In fact blaming the unprovable for the
unthinkable has been a ploy of man since the beginning of recorded history.
Whenever a lady in ancient Greece became laden with child and the husband
wasn’t around at the time, she would conveniently proclaim the father to be
Zeus in the form of a swan and would not repent.
Actually the area where the six foot
beavers were supposed to live really did have a reputation for swallowing up
hikers and explorers by the 'Outer Limits' load. Who would go off into the
area never to be seen again. Sasquatches were also said to live there in
large tribes, and we just went through covering how that works.
So because this area was not known in detail,
plus had some considerable mystique about it, and because where better for
the Indian's lost mine to be hiding out, and because the Indian had to be
getting his gold from at least one way or place or another the last
time I checked, the fellow in my office was convinced he had found the
somewhere and was now looking for the one way or another to get back up
there to give it a good look.
Never being one to distain a possibility of getting rich
quick in the mouth, I rented a helicopter and off into the wilds the
prospector and I went to take a look.
The helicopter dropped us at the left top end of Stave
lake where a small narrow River came out of the mountains, and we took off
along a narrow path going up along the canyon top from there. It was through
some of roughest, meanest, fiercest, toughest looking forest anyone ever
walked though, I mean ever, even with the sort of path we were following, We
were hiking though some very decidedly very wild and very unfriendly
country.
The going up alongside the river was therefore
excruciatingly slow. And we were going up the easy part high above the shore
line of the river coursing far below along the path. Without the path it
would have taken weeks to go the same distance the terrain was so wild and
overgrown. It was no wonder the area had never been properly surveyed yet,
and we were only in the first token few miles or so of the hundreds of miles
running due north of where we stood.
To make a long story short, we finally
reached a point where the river canyon opened right up into an expanse a
couple of hundred feet wide. We were now about three hundred feet or so
straight up the canyon wall above the river cascading below in fierce
foaming white torrents.
The prospector pointed to a round coloured grey smudge on the canyon wall on
the other side of the river, saying, "See, there, the lost Indian's gold
mine'.
As hard as I looked, all I could see was a round grey
coloured smudge. I concluded therefore that the prospector probably needed a
pair of glasses and that was the end of that.

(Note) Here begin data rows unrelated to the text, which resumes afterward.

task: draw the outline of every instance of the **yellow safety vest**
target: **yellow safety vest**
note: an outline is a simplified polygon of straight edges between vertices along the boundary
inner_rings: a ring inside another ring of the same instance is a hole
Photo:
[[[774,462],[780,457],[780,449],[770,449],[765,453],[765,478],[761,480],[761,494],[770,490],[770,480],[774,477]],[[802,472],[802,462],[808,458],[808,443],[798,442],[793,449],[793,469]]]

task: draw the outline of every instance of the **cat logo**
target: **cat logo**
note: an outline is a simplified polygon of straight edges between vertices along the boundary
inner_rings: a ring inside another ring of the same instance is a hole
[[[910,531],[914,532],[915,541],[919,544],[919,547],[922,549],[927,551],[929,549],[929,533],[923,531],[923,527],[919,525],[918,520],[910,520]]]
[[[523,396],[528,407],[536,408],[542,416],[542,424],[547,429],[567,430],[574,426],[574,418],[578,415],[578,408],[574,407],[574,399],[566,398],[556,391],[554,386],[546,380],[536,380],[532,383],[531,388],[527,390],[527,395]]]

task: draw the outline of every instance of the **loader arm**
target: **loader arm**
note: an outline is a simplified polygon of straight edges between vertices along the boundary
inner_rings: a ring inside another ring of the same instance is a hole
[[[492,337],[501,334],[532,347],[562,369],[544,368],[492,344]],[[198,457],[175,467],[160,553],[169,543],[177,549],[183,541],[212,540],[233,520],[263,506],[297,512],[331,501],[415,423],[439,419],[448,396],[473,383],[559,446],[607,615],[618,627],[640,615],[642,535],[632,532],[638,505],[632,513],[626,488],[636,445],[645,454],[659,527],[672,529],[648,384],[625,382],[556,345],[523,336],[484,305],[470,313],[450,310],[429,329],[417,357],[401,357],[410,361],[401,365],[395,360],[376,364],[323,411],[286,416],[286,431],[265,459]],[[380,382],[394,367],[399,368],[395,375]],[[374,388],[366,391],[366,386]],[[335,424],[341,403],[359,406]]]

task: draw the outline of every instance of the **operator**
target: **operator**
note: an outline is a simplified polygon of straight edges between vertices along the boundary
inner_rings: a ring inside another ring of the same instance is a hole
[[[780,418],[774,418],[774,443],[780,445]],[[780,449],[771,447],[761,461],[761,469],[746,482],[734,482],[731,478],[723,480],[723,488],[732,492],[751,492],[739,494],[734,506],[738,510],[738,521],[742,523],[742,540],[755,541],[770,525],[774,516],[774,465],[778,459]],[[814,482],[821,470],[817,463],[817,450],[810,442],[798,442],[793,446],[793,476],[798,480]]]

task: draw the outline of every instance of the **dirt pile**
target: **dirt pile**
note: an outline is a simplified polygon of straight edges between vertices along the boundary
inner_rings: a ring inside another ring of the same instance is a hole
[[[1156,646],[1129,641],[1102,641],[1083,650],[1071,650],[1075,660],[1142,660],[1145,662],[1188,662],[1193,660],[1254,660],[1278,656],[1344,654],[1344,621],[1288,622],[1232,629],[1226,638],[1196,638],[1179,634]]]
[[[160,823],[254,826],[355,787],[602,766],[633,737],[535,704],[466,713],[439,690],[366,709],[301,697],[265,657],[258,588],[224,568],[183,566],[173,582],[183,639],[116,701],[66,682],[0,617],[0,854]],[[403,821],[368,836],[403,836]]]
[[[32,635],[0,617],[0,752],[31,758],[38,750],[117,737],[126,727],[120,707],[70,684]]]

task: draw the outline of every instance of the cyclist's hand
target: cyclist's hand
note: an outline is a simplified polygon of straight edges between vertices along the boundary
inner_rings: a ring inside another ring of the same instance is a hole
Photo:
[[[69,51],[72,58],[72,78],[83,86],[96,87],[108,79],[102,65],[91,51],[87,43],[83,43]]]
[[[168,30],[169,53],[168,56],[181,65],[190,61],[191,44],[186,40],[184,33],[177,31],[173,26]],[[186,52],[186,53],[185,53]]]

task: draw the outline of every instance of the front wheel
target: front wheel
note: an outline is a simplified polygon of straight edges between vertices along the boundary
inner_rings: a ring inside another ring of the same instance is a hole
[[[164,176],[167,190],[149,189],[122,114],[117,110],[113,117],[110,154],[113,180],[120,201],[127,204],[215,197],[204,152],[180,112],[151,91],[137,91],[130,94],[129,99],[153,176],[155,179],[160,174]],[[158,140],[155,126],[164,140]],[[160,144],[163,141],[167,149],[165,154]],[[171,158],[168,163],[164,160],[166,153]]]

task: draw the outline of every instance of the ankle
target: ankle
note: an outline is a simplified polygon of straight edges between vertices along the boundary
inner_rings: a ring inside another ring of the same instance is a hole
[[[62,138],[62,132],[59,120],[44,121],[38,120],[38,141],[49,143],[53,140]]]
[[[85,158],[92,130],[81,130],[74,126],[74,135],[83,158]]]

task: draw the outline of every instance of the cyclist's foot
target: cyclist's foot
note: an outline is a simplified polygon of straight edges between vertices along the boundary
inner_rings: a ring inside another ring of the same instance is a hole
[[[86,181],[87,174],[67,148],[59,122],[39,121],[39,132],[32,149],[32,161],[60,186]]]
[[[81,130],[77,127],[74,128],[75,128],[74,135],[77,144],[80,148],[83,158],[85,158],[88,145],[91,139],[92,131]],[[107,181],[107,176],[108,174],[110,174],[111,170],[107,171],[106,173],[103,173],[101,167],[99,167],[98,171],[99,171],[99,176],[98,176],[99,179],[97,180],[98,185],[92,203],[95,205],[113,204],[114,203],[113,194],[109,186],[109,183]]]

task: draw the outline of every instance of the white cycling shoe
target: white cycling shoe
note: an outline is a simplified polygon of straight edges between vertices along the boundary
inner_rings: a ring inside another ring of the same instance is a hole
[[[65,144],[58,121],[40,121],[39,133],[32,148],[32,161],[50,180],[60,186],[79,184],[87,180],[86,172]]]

The point of this introduction is that some forty six years later I decided
to take a look at the area in Google Earth to see what a keen eye in the sky
might turn up. It didn't turn up the lost Indian's gold mine, but It sure as
heck turned up a surprise that is maybe even more intriguing.
What it turned up looks for all the world like the image of a micro chip
circuit board sitting right in the middle of a tiny mountain top lake just
north east of Vancouver British Columbia.